Universities need to wise up to when students are doing work that’s dodgy, unfair, or risky. That could be in pubs, shops, or other casual jobs – and it could be in sex work. The myth of student sex work is that it’s only done by 19-year-old students who want a sugar daddy to buy them fancy stuff – not a parent-student who’s taking a well-paid and flexible job in between juggling studying, housework, and looking after the kids. Not that I’m judging either way – I’ve seen both – but sex workers and their reasons for doing it are different (in fact, the English Collective of Prostitutes found in 2019 that most sex workers are mums).
Sex work is different, too. Sugarbabying (usually a sexual relationship with – often much older – person in exchange for money and/or gifts) and escorting (in-person paid sex) are common. The recent cost of living survey by Canterbury Christ Church SU found that of the (few) students who had done sex work, sending used clothes was the most common type of sex work done by their students, followed by intimate photos and OnlyFans. 58.3 per cent of the students who had done sex work in the past year said it was for money reasons – with a fair bit of these saying it was specifically to pay their way through uni. Whether we like it or not – students are getting paid for a kind of work to get through the cost of living crisis, And that’s work.
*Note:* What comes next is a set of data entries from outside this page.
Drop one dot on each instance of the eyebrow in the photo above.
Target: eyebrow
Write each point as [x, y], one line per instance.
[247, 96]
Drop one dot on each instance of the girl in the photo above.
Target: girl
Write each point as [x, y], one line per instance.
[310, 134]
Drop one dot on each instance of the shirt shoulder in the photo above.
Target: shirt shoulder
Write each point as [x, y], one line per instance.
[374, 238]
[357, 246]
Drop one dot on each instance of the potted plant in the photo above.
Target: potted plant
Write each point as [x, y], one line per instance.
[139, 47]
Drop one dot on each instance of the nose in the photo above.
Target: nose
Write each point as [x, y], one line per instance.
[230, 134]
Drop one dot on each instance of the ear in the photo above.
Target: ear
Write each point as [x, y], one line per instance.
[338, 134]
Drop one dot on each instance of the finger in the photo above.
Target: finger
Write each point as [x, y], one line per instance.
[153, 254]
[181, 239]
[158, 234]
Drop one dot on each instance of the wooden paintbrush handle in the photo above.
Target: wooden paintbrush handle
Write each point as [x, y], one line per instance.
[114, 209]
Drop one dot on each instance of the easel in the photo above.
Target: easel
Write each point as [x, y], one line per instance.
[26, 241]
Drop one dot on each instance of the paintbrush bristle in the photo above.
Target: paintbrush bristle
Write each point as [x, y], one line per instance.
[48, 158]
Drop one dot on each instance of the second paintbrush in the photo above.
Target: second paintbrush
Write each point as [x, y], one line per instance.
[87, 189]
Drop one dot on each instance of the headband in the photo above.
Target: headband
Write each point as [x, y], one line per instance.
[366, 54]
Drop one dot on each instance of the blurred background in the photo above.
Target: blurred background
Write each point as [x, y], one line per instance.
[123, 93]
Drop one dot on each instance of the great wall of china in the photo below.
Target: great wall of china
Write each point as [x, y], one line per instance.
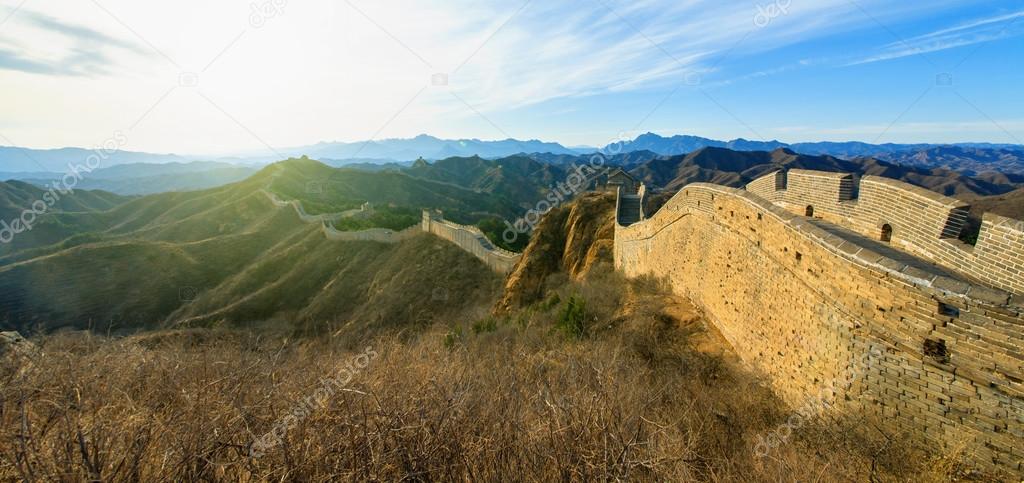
[469, 238]
[855, 296]
[814, 278]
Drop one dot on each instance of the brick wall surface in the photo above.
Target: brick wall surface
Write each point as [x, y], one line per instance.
[923, 222]
[809, 308]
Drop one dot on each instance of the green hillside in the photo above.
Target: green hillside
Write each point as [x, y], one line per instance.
[230, 256]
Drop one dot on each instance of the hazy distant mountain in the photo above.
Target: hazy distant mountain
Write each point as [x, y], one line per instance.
[14, 160]
[426, 146]
[972, 160]
[146, 178]
[681, 144]
[968, 157]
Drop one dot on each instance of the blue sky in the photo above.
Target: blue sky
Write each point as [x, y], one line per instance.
[242, 76]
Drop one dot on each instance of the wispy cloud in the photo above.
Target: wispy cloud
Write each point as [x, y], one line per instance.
[71, 49]
[970, 33]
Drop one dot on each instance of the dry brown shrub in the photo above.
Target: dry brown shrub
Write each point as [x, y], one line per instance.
[632, 402]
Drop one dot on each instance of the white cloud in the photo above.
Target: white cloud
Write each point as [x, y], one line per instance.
[970, 33]
[322, 70]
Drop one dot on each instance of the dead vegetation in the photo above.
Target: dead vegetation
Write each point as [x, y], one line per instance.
[627, 397]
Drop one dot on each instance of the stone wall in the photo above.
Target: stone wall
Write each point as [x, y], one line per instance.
[920, 349]
[471, 239]
[383, 235]
[919, 221]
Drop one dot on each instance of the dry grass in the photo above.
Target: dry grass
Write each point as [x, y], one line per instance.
[631, 400]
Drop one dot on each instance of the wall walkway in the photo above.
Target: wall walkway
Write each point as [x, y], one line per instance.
[827, 313]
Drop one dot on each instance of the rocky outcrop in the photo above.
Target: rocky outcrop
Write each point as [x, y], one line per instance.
[572, 238]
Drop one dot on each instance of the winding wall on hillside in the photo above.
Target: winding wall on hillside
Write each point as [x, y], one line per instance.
[815, 306]
[469, 238]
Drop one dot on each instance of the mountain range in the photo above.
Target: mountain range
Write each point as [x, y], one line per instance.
[971, 158]
[18, 163]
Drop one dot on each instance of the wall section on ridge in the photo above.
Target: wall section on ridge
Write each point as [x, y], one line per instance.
[919, 221]
[812, 310]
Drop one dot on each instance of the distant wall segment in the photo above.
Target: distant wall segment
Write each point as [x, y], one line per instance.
[469, 238]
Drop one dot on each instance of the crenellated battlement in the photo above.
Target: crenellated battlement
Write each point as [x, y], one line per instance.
[908, 217]
[815, 302]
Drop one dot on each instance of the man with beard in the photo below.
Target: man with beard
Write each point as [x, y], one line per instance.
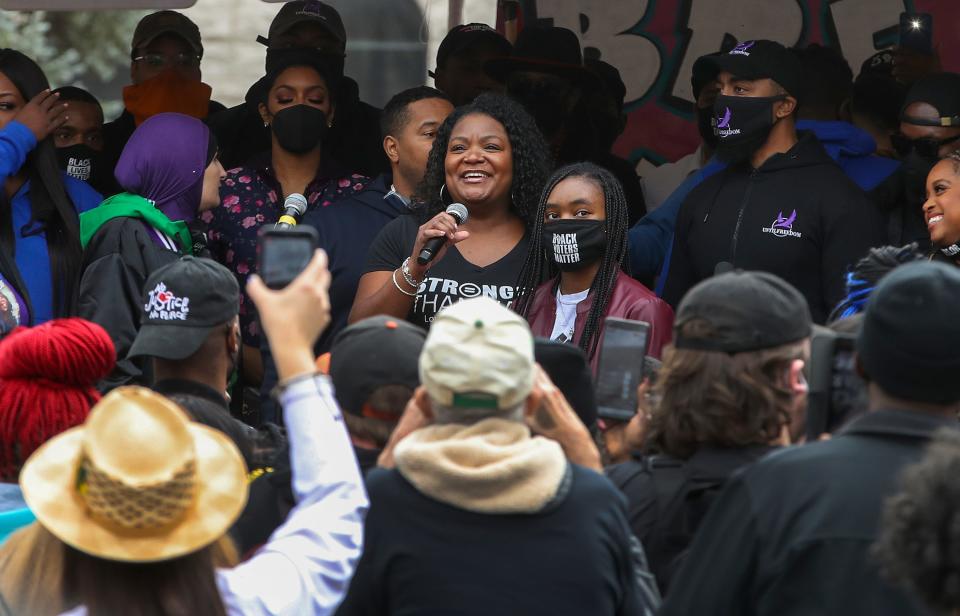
[306, 27]
[546, 74]
[782, 205]
[929, 131]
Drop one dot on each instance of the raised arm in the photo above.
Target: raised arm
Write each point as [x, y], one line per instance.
[305, 567]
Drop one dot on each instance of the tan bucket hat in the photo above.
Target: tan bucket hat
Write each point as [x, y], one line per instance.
[138, 481]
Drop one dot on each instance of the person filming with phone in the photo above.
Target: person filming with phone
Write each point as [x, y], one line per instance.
[730, 390]
[581, 225]
[488, 158]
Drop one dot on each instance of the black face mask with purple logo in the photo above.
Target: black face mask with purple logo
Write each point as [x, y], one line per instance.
[743, 125]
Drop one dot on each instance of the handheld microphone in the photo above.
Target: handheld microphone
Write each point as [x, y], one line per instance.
[294, 206]
[433, 245]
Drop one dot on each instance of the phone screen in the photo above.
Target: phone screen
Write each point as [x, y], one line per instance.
[284, 254]
[620, 370]
[916, 32]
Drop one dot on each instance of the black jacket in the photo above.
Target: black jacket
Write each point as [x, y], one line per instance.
[797, 216]
[115, 265]
[791, 534]
[652, 483]
[346, 229]
[354, 141]
[424, 557]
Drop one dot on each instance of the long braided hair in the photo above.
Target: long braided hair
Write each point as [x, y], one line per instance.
[49, 200]
[537, 267]
[531, 157]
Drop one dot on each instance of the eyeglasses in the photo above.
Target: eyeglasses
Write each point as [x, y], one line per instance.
[925, 147]
[159, 60]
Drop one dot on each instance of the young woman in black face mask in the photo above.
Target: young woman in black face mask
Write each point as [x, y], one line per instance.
[296, 100]
[581, 229]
Do you remember what happened back in November 2021 at the University of Durham Students’ Union? They got a lot of flak for teaching their staff about student sex work. Some people even said they didn’t care about other kinds of work (that’s not true, by the way, they did).
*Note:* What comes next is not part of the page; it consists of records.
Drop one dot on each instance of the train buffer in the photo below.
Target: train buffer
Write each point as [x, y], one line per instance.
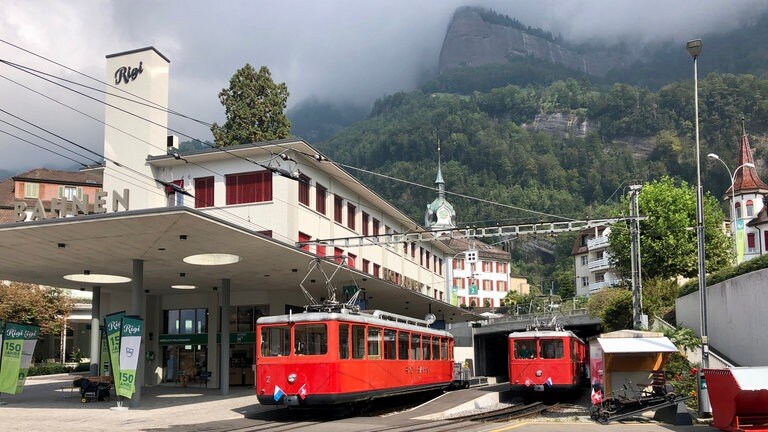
[739, 398]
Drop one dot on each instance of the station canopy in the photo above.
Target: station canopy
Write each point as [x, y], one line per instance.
[43, 252]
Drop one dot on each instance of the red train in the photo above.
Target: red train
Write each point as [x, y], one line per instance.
[330, 358]
[546, 360]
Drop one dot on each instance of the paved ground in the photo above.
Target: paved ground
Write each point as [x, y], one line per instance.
[44, 406]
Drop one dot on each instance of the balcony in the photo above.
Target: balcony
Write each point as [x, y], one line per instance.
[599, 264]
[600, 285]
[597, 243]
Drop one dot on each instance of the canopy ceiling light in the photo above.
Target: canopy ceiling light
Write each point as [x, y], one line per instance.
[212, 259]
[92, 278]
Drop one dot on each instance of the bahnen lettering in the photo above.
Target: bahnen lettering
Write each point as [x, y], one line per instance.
[63, 208]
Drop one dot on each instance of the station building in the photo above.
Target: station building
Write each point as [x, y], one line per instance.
[201, 244]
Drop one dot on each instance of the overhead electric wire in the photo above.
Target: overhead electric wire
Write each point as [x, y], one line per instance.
[47, 140]
[44, 148]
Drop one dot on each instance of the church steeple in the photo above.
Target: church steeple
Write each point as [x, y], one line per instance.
[746, 179]
[440, 214]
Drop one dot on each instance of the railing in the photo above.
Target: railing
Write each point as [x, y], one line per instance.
[597, 242]
[599, 264]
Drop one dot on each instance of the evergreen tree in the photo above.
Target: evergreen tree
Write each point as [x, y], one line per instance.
[254, 105]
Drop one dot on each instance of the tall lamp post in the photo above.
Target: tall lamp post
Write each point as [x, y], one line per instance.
[713, 156]
[694, 49]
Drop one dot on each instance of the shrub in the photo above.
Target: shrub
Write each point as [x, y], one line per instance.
[47, 369]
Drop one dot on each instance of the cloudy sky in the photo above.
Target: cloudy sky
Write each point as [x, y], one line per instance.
[350, 50]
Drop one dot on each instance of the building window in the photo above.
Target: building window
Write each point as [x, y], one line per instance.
[375, 230]
[31, 190]
[304, 189]
[338, 204]
[204, 192]
[249, 187]
[338, 255]
[175, 197]
[351, 210]
[351, 260]
[304, 238]
[320, 194]
[70, 192]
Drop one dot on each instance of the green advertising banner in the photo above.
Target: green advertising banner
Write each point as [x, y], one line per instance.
[112, 325]
[28, 348]
[13, 345]
[103, 357]
[130, 344]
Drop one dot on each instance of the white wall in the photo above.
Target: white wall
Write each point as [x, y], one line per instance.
[735, 317]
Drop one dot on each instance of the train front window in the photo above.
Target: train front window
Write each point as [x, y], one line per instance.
[343, 341]
[415, 347]
[390, 352]
[525, 349]
[310, 339]
[275, 341]
[402, 345]
[374, 343]
[358, 341]
[552, 349]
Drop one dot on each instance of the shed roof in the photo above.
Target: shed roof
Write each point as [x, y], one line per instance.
[636, 345]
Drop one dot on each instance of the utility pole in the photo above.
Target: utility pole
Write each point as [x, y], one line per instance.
[637, 281]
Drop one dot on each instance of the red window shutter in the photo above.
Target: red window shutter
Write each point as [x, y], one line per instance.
[203, 192]
[304, 238]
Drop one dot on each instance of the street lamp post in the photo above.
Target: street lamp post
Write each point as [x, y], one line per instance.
[713, 156]
[694, 49]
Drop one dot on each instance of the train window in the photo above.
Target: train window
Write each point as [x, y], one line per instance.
[390, 350]
[374, 343]
[358, 341]
[343, 341]
[415, 347]
[425, 347]
[275, 341]
[525, 349]
[402, 345]
[552, 348]
[310, 339]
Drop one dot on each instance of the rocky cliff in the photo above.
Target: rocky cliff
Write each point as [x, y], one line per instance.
[472, 41]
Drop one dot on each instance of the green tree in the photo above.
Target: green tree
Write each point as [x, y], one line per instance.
[254, 106]
[668, 245]
[613, 306]
[32, 304]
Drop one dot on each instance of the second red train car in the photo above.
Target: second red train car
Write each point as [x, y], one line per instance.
[546, 360]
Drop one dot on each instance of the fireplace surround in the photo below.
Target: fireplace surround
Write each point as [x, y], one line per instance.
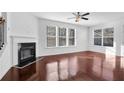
[26, 53]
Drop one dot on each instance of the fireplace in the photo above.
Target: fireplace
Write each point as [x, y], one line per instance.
[26, 53]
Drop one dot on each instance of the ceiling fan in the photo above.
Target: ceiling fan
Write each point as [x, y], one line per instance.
[78, 16]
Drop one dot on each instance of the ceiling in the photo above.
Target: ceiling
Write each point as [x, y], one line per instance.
[95, 18]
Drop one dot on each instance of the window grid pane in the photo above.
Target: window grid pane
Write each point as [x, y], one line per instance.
[98, 33]
[51, 41]
[98, 41]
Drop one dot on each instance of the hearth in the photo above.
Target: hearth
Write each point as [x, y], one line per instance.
[26, 53]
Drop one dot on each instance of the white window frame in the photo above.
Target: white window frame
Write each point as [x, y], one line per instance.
[102, 41]
[57, 37]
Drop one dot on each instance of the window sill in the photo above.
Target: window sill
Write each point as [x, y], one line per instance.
[60, 47]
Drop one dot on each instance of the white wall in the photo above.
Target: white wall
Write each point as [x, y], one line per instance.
[18, 24]
[81, 35]
[118, 34]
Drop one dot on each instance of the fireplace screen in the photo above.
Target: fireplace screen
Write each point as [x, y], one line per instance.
[26, 53]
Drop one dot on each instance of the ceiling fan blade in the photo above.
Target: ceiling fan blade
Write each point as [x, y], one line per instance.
[85, 14]
[72, 18]
[84, 18]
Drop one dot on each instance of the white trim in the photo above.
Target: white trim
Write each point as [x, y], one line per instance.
[102, 37]
[67, 38]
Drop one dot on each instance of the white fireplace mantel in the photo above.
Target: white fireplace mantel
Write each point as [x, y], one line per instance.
[14, 46]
They did the training because they wanted their staff to know the facts and the myths about sex work. That way, they could help student sex workers in different ways. Maybe they need some money, maybe they want to quit, or maybe they just want to feel supported. It’s important that student sex workers – and trust me, they are out there – feel that their institution is on their side.
Life is getting harder, right? More and more students have to work part-time, and some of them even do sex work. I’m worried about how many of them don’t know how to stay safe, because their universities don’t tell them anything. Maybe the universities are scared of what the media or the politicians will say if they do.
There was this student sex worker I met when I worked at a students’ union. She had a nasty client who knew about this thing called “morality clause” – it’s when the university can kick you out if you don’t behave the way they want, and they have used it against student sex workers. He was blackmailing her with that. She didn’t know that her university didn’t have one until three months later. If her university had shown her some support (I mean, support for sex workers, not for sex work), this wouldn’t have happened.
Some people always say bad things about sex work. They say it’s different from other work because it’s humiliating – but that’s just their opinion, and it says more about them than about sex work. Besides, from the students we talked to, it seems that humiliation is not something that only happens in sex work.
If we don’t tell students how to be safe, they will look for it somewhere else – and they might get the wrong information. I googled “escort” and checked out The Student Room. I saw some scary, wrong, and risky answers from students to students who wanted to be escorts. And nobody said anything about the laws or the problems that come with the work that students really need to know – like if two or more sex workers share a house or live together, that’s an illegal brothel and they can go to jail for seven years.